One distinct memory is of a sparrow who chased my friend and managed to crap right on the top of his head while he was running.

Well, my friend was walking through New Westminster Secondary’s stadium (total area about 11 acres) and got nailed right on the head by a seagull.

I’d say yes!

Certainly defecation is sometimes used as part of a mobbing tactic (where a bunch of (usually smaller) birds gang up and drive away a potential predator), but as to whether they intentionally crap on stationary objects such as parked cars, it is difficult to say; I suspect there are a number of factors involved, such as…

-Birds often seem to crap just as they are coming in to land; if this happens to be the roof of a house, then there’s a good chance their package will be deployed on one of the windows, or on a car parked alongside.

-Bird droppings that fall on the ground are easily overlooked, those that fall on a car window are not.

I recently saw a pigeon land on the sidewalk, crap, then fly off. First time I’ve ever seen this happen. I was fill with gratitude and admiration.

A true gentleman among pigeons.

I have a couple of feeders outside our den. One is is longish, rectangular and with openings sort of like church windows through which the birds feed.

If one bird is feeding, he might very well dump (which falls to the ground) as he eats. But if another bird is beneath him (i.e., eating from a lower window) he will NOT crap upon that other bird.

In the other “house-shaped” feeder, birds will go in the house, stand on seeds as they feed. They never ever crap in the house, even when the seed is very low.

What I guess I’m saying is they at least seem to control their urges. They observe hygienic ettiquette with regard to each other and literally do not shit where they eat.

In regards to birds “mob crapping” on larger predators as a defense mechanism:

I have an uncle who was at a beach eating a burger and fries. The seagulls continually flew closer and closer to the him trying to nab a fry. Like any inquisitive scientifically minded person would, he started feeding the fries to the seagulls out of his hands. In the intrest of further scientific inquiry my uncle decided it would be a great idea to grab one of the gulls as it took one out of his hands. (I think to test the psychological implications for this particular species of seagull of compounded stress levels while feeding during a receding tide phase.)

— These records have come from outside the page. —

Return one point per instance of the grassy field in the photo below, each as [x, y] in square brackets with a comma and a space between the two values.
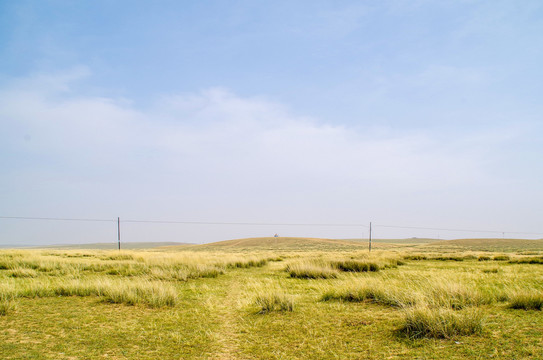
[274, 299]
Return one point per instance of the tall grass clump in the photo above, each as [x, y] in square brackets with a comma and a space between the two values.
[426, 322]
[152, 294]
[307, 270]
[527, 301]
[247, 263]
[530, 260]
[23, 273]
[501, 258]
[273, 301]
[372, 291]
[7, 301]
[456, 295]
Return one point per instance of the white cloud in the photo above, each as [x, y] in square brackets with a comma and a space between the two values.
[214, 155]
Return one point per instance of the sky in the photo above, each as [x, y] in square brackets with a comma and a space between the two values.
[413, 114]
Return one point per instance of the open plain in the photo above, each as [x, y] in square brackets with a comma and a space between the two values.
[276, 298]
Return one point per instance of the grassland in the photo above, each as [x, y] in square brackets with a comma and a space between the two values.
[273, 299]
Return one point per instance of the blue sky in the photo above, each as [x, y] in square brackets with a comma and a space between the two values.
[419, 113]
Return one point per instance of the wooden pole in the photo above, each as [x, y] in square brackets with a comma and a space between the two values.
[370, 238]
[119, 232]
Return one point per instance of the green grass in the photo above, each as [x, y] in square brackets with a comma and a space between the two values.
[273, 301]
[527, 301]
[200, 304]
[424, 322]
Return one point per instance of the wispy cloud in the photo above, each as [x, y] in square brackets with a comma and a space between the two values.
[197, 155]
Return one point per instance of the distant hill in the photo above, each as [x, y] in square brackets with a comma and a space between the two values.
[491, 244]
[112, 246]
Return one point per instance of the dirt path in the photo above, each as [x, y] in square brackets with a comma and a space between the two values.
[227, 311]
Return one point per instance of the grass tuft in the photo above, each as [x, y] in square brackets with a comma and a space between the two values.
[527, 301]
[355, 266]
[425, 322]
[273, 301]
[311, 271]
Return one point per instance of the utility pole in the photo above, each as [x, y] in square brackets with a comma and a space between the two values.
[370, 238]
[119, 232]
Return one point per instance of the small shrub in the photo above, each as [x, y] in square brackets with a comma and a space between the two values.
[527, 301]
[273, 301]
[424, 322]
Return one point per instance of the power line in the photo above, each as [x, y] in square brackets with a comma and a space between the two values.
[238, 223]
[55, 219]
[267, 224]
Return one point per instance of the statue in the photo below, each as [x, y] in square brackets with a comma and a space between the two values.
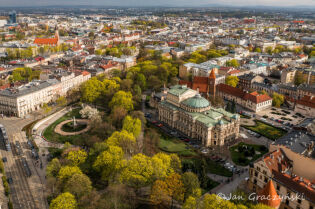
[74, 122]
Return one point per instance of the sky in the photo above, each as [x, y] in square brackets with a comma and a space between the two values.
[158, 2]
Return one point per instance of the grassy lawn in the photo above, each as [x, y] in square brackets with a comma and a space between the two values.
[243, 154]
[196, 165]
[266, 130]
[172, 145]
[50, 134]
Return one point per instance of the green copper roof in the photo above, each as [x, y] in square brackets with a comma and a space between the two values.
[179, 89]
[196, 102]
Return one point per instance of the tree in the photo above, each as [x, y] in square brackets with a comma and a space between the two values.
[213, 201]
[117, 115]
[66, 172]
[64, 201]
[78, 185]
[141, 81]
[191, 183]
[53, 168]
[190, 203]
[176, 163]
[132, 125]
[176, 187]
[77, 157]
[91, 90]
[159, 192]
[123, 139]
[257, 49]
[277, 99]
[138, 172]
[61, 101]
[91, 35]
[46, 108]
[299, 79]
[231, 80]
[161, 164]
[122, 99]
[268, 50]
[109, 162]
[89, 112]
[232, 63]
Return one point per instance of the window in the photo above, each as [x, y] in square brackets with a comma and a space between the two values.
[278, 187]
[287, 202]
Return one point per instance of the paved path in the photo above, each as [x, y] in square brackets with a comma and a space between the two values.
[228, 188]
[26, 192]
[58, 128]
[39, 128]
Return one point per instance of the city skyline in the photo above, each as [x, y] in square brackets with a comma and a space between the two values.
[173, 3]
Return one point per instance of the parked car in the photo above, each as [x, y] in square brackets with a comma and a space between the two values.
[10, 180]
[160, 125]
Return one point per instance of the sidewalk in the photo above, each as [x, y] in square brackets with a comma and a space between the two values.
[39, 128]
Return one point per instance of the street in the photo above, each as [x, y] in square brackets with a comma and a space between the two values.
[25, 192]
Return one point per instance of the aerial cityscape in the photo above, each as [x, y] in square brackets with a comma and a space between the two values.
[157, 104]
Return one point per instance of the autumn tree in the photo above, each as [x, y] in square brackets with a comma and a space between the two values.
[191, 184]
[231, 80]
[77, 157]
[66, 172]
[109, 162]
[78, 185]
[132, 125]
[61, 101]
[190, 203]
[138, 172]
[53, 167]
[123, 139]
[122, 99]
[64, 201]
[160, 192]
[232, 63]
[277, 99]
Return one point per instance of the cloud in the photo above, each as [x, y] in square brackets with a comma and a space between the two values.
[157, 2]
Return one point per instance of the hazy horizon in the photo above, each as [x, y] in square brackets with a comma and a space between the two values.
[138, 3]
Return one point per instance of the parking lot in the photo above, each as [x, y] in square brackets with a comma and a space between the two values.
[281, 116]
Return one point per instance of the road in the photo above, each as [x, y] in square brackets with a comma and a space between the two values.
[25, 192]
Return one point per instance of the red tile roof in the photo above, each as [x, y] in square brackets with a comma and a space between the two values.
[253, 97]
[276, 161]
[200, 83]
[308, 101]
[84, 73]
[268, 196]
[46, 41]
[233, 72]
[212, 74]
[297, 184]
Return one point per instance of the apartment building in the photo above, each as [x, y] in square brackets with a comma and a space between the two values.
[295, 191]
[252, 101]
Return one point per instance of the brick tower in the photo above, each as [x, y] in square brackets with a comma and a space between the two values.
[211, 83]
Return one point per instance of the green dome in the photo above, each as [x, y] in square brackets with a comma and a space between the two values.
[196, 102]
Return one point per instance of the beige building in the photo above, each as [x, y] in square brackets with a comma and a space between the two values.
[31, 97]
[287, 76]
[253, 101]
[296, 192]
[185, 110]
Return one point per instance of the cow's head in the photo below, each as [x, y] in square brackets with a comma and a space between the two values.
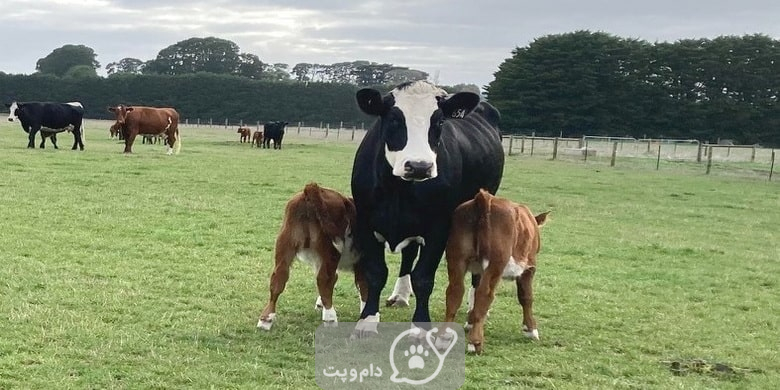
[12, 108]
[121, 113]
[411, 118]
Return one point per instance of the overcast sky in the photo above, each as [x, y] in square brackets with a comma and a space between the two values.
[460, 41]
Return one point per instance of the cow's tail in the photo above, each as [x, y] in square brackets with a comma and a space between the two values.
[541, 218]
[483, 201]
[312, 194]
[177, 143]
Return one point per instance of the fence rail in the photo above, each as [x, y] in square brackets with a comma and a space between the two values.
[614, 150]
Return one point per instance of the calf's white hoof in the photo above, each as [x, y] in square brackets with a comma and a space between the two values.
[532, 334]
[267, 323]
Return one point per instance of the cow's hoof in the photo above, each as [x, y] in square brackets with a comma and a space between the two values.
[532, 334]
[265, 323]
[397, 301]
[366, 328]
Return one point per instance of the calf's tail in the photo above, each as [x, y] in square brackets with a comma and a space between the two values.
[483, 201]
[312, 194]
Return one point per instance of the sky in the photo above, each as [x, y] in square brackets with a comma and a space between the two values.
[454, 41]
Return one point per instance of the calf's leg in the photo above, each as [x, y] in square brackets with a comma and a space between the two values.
[525, 295]
[285, 253]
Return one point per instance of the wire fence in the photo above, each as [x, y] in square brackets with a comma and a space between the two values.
[690, 153]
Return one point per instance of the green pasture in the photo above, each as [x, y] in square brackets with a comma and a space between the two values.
[149, 271]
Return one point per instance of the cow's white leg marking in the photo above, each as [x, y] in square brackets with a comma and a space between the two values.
[329, 317]
[401, 292]
[268, 323]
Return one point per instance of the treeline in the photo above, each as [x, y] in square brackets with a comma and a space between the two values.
[585, 83]
[199, 95]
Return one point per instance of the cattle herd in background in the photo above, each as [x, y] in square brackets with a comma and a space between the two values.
[272, 132]
[153, 124]
[423, 184]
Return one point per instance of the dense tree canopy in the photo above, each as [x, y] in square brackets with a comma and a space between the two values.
[585, 83]
[59, 61]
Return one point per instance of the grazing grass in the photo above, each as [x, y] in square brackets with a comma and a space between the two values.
[149, 271]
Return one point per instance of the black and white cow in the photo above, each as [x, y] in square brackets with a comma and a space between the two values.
[49, 118]
[273, 131]
[427, 153]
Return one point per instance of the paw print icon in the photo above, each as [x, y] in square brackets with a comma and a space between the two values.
[416, 354]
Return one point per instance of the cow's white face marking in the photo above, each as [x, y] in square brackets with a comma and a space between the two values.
[403, 244]
[417, 103]
[12, 114]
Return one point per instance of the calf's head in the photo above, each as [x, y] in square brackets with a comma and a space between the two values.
[121, 113]
[411, 118]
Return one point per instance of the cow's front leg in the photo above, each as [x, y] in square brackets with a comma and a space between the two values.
[31, 138]
[425, 271]
[372, 262]
[403, 285]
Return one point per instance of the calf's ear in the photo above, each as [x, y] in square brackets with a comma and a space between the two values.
[458, 105]
[370, 101]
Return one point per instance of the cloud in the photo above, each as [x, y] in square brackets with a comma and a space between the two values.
[465, 41]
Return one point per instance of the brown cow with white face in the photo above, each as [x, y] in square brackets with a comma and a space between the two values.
[135, 120]
[498, 239]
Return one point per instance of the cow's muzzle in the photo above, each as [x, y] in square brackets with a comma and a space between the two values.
[418, 170]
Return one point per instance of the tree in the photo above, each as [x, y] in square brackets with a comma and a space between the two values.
[250, 66]
[125, 65]
[59, 61]
[212, 55]
[80, 72]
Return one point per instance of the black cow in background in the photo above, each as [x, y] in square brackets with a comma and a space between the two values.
[49, 118]
[273, 131]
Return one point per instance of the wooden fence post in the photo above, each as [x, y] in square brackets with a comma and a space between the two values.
[586, 151]
[614, 152]
[698, 153]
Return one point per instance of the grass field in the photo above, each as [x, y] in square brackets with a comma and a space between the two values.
[149, 271]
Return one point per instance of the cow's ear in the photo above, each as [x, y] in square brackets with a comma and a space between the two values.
[370, 102]
[459, 105]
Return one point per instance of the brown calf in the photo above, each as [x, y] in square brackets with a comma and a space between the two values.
[257, 138]
[135, 120]
[246, 134]
[316, 229]
[496, 238]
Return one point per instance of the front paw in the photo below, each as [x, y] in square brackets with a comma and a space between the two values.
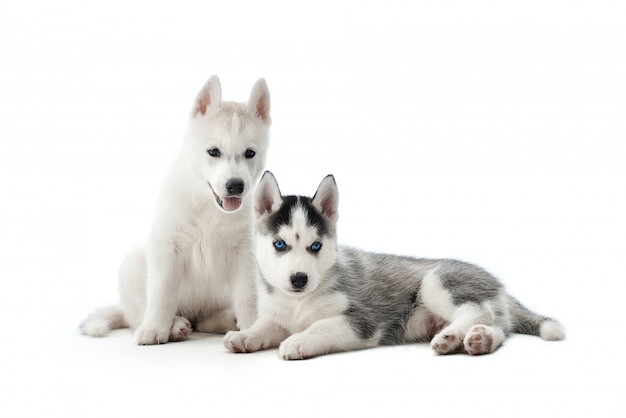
[300, 347]
[151, 336]
[243, 342]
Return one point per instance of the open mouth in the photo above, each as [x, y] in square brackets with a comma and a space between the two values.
[228, 203]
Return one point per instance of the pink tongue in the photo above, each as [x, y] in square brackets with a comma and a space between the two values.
[231, 203]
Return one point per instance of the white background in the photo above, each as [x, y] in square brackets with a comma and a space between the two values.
[489, 131]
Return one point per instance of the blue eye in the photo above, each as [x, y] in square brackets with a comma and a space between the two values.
[214, 152]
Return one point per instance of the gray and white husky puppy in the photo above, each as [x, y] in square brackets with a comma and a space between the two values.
[315, 297]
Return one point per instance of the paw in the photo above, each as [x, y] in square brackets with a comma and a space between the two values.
[479, 340]
[243, 342]
[180, 329]
[151, 336]
[445, 343]
[300, 347]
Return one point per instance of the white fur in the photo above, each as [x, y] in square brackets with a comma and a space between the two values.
[198, 265]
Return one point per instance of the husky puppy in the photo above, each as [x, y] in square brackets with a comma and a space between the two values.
[317, 298]
[197, 267]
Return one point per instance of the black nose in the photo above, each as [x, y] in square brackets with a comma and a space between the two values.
[234, 187]
[298, 280]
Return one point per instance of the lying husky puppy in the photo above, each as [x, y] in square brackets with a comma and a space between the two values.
[317, 298]
[197, 268]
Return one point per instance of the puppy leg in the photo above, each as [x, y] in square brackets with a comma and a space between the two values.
[181, 327]
[325, 336]
[261, 335]
[483, 339]
[451, 338]
[161, 295]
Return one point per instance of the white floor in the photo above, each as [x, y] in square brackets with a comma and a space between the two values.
[492, 132]
[74, 376]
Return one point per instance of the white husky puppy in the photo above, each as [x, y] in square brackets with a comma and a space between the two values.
[197, 267]
[317, 298]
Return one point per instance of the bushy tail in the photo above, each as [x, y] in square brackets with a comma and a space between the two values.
[524, 321]
[103, 320]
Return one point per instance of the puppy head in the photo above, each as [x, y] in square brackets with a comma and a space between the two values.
[296, 236]
[229, 142]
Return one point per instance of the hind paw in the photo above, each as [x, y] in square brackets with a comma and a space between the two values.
[150, 336]
[180, 329]
[445, 343]
[481, 339]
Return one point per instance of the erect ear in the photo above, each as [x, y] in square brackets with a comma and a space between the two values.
[268, 198]
[209, 96]
[259, 101]
[326, 198]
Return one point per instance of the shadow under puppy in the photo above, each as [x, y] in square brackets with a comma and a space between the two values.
[315, 297]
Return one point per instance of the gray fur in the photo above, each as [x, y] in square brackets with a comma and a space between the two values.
[356, 299]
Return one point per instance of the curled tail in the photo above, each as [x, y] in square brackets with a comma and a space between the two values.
[525, 321]
[103, 320]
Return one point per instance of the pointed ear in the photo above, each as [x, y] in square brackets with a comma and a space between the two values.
[209, 96]
[259, 101]
[268, 198]
[326, 199]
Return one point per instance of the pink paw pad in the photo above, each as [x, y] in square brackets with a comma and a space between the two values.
[478, 340]
[180, 329]
[445, 344]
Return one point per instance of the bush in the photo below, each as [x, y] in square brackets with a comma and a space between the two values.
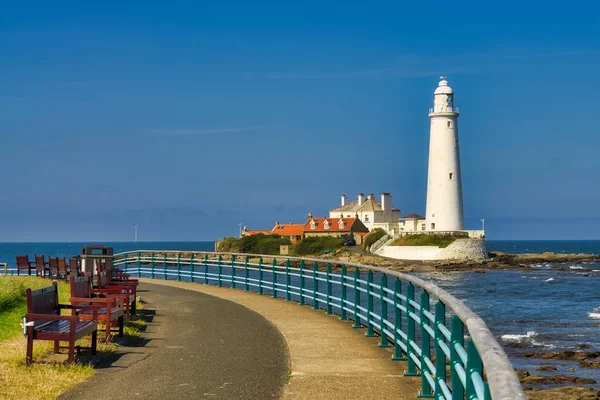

If I understand correctly, somewhere between 23 and a million seagulls swarmed to the vicinity to relieve themselves in the general direction of the experiment.

That’ll ruin one’s meal!

My pet birds clearly at times would delibrately crap on an object, a person who had just told them “no!”, or, during arguments, each other. One of them we taught to crap on command (this was useful if you were introducing to a new person - have the bird crap before letting them stand on the new person and they’ll be “safe” for about 20 minutes) and developed a habit of crapping just before hopping from his perch to a person.

So, birds have some awareness of this bodily process and some control. However, they can’t “hold” it nearly as long as a mammal can. About 20-30 minutes seems to be a limit, which is one reason it’s so darn hard to really “housebreak” a bird.